Spartacus Quantitative Risk helps turn cyber risk into clearer financial insight, giving organisations a more practical basis for prioritisation, investment, and risk-informed decision-making.

Is this Cyber Risk Scenario material enough to act on?
Quantitative Risk helps organisations decide where financial exposure matters most, which scenarios deserve closer attention, and where protection effort is most justified, while giving teams a more practical way to compare scenarios, challenge assumptions, and support decisions that need to stand up in executive, risk, or assurance discussions.
Qualitative risk views can be useful for discussion, but they often stop short of showing what exposure actually means in financial terms. Without that context, it becomes harder to judge materiality, compare scenarios, and decide where protection effort should be focused first.
Spartacus Quantitative Risk applies recognised quantitative risk principles in a governed way, ensuring outputs remain clear, consistent, and usable.
Quantitative Risk works alongside existing tools like maturity assessments and supplier assurance rather than replacing them.
It adds a financial layer to cybersecurity decisions, helping to justify investments and prioritize programme oversight.
Organisations can connect financial exposure to their overall security posture without needing to switch to a new way of working.
Spartacus supports two quantitative risk approaches so organisations and consultancies can choose the level of insight and analytical depth they need.
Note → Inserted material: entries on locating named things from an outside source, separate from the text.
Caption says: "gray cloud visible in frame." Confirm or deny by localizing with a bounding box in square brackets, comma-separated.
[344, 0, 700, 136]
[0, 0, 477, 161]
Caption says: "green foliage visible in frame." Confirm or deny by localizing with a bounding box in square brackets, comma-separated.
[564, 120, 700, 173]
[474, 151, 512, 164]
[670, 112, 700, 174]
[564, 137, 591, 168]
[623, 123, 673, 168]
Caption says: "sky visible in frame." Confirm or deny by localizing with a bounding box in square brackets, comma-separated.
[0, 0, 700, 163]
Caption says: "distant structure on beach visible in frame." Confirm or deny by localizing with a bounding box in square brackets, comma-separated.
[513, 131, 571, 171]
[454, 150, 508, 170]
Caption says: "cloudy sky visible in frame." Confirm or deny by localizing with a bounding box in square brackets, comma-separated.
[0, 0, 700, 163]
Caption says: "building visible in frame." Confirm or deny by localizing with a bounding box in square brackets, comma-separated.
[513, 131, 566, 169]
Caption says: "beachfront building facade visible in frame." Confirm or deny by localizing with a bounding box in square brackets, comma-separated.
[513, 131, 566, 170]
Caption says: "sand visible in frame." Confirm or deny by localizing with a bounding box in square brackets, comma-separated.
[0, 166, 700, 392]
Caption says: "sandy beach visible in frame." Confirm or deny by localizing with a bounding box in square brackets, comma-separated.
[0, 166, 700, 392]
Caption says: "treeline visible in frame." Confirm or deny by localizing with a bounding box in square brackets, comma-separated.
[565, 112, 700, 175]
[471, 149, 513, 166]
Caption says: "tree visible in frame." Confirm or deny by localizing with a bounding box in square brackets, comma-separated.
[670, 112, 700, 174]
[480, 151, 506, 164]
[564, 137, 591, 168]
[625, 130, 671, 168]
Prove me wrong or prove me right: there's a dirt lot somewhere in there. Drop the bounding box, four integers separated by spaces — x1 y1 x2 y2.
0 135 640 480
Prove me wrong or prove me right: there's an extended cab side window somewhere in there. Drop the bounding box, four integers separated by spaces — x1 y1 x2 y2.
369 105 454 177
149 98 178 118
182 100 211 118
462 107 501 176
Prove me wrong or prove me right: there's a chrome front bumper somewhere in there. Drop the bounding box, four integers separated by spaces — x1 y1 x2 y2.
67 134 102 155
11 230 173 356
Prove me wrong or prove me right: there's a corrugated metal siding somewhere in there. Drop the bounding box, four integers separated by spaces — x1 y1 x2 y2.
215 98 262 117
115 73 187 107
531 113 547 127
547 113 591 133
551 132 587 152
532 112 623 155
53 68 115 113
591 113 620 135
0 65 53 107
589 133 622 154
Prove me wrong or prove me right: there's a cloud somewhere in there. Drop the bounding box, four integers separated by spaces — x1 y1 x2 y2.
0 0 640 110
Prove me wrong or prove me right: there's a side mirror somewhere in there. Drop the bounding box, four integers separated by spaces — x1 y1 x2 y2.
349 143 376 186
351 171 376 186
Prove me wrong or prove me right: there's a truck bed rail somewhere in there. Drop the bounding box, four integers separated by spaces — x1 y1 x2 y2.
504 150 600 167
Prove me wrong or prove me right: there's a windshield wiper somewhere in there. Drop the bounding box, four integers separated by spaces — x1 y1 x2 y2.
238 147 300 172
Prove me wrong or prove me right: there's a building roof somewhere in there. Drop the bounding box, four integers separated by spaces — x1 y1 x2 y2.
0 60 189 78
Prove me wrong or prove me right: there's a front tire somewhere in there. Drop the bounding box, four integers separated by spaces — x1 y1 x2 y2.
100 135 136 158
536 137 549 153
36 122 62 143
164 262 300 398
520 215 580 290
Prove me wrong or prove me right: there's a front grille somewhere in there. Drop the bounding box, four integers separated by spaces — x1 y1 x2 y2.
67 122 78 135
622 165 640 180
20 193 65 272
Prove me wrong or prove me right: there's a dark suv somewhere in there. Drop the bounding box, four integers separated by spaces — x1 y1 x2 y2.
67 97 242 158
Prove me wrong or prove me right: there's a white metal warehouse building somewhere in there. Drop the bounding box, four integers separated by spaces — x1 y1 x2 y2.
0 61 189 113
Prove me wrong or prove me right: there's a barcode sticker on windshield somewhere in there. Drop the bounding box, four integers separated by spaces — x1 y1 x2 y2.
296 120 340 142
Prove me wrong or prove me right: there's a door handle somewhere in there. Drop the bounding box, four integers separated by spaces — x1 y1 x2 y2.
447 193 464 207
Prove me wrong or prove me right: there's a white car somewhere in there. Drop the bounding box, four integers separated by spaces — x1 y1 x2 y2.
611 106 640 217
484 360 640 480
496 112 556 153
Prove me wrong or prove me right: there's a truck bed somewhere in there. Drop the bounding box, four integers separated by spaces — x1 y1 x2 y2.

A practical starting point for organisations that need clearer financial context without the depth of advanced modelling. Standard Risk applies a FAIR-aligned model in a bounded, deterministic way, helping teams estimate exposure, compare scenarios, and support prioritisation and investment decisions.

A deeper option for organisations that need more advanced financial analysis under uncertainty. Comprehensive Risk applies a FAIR-aligned model with Monte Carlo simulation to provide a richer view of likely exposure, variability, and decision-grade risk insight for more complex scenarios.